“I had a happy childhood, and my parents were junkies,” writes Lilly Dancyger. “Both of these things are true.” Her father, Joe Schactman, was not a famous artist, but he was prolific and left deep impressions on those who knew him. His sudden death when Dancyger was 12 threw her into a tailspin but also cemented Schactman as an artistic idol in her mind.
In her memoir, Negative Space, Dancyger carries us back to New York City’s gritty East Village in the 1980s as she investigates Schactman’s tumultuous life. She pages through her father’s old notebooks that she saved after his death. She studies his often strange artwork (depicted throughout the book) made from found objects and roadkill. And she interviews Schactman’s friends, colleagues and even her own mother to learn how and why he descended into heroin addiction.
Dancyger’s struggle to escape the need to prove herself to everyone, including her dead father, is moving. Mourning is not linear, and she skillfully shows how grief mutates during different stages of life. The phantasm of closure stalks all of us who have experienced loss, as both Dancyger’s writing and Schactman’s artwork make clear.
The strongest portions of Negative Space explore Dancyger’s experience as the child of addicts. She largely parented herself, and when she builds a more stable adulthood than the one modeled by her parents, it’s a hard-won victory. Other children of addicts who experienced difficult transitions into adulthood will find much to relate to here.
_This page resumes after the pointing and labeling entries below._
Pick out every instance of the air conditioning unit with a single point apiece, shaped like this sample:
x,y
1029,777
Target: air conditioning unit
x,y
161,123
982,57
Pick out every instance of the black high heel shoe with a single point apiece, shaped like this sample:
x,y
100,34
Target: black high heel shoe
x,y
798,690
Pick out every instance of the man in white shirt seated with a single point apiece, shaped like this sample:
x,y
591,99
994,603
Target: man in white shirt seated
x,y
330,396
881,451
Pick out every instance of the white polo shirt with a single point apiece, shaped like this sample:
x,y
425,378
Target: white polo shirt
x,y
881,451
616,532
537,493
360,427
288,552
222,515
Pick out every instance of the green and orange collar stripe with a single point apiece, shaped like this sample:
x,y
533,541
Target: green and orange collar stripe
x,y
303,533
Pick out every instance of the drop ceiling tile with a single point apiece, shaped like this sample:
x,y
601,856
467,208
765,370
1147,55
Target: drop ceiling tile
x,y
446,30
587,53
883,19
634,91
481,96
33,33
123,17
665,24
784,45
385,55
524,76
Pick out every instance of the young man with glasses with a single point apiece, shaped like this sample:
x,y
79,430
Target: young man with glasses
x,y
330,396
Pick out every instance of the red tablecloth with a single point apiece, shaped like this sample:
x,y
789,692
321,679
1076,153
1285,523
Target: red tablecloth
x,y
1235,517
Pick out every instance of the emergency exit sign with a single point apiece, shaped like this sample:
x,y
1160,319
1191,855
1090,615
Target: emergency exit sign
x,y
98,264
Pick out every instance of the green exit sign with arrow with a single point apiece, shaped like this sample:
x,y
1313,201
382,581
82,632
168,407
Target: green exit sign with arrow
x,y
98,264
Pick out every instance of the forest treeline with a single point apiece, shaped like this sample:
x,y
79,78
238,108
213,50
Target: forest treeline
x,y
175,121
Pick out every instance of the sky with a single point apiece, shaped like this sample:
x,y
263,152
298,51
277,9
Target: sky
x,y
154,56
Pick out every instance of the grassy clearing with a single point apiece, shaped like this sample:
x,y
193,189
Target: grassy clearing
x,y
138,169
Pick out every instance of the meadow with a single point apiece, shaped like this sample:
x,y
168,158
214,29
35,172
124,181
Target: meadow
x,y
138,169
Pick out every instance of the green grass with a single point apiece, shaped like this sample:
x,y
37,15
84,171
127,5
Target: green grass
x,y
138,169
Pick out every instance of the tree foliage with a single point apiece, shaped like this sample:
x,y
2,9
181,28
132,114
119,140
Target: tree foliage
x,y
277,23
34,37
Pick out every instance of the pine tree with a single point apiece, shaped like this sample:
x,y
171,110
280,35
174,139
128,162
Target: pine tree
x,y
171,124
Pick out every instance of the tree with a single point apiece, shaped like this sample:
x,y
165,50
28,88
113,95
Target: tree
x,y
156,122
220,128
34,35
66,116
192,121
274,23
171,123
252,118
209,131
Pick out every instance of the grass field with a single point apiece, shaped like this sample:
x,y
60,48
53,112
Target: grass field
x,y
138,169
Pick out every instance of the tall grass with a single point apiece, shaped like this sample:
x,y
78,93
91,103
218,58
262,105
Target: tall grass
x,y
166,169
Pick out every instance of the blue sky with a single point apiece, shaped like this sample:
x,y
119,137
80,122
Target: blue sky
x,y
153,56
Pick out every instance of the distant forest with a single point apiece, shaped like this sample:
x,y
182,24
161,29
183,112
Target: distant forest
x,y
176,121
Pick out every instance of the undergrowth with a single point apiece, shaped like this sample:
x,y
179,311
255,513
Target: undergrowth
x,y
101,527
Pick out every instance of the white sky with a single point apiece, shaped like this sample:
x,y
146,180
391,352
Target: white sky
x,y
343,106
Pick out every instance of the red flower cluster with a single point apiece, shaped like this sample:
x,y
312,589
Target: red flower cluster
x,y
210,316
To this end, Dancyger’s bravery in the face of negative revelations about her dad is admirable. She wants the whole truth, no matter how painful it is to reopen these wounds. Dancyger knew little about Schactman’s addiction when she was young, and she knew nothing about his sometimes abusive relationships with women. But in Negative Space, Dancyger allows her father to be an imperfect and much loved person—her idol still, but a troubled and complicated one.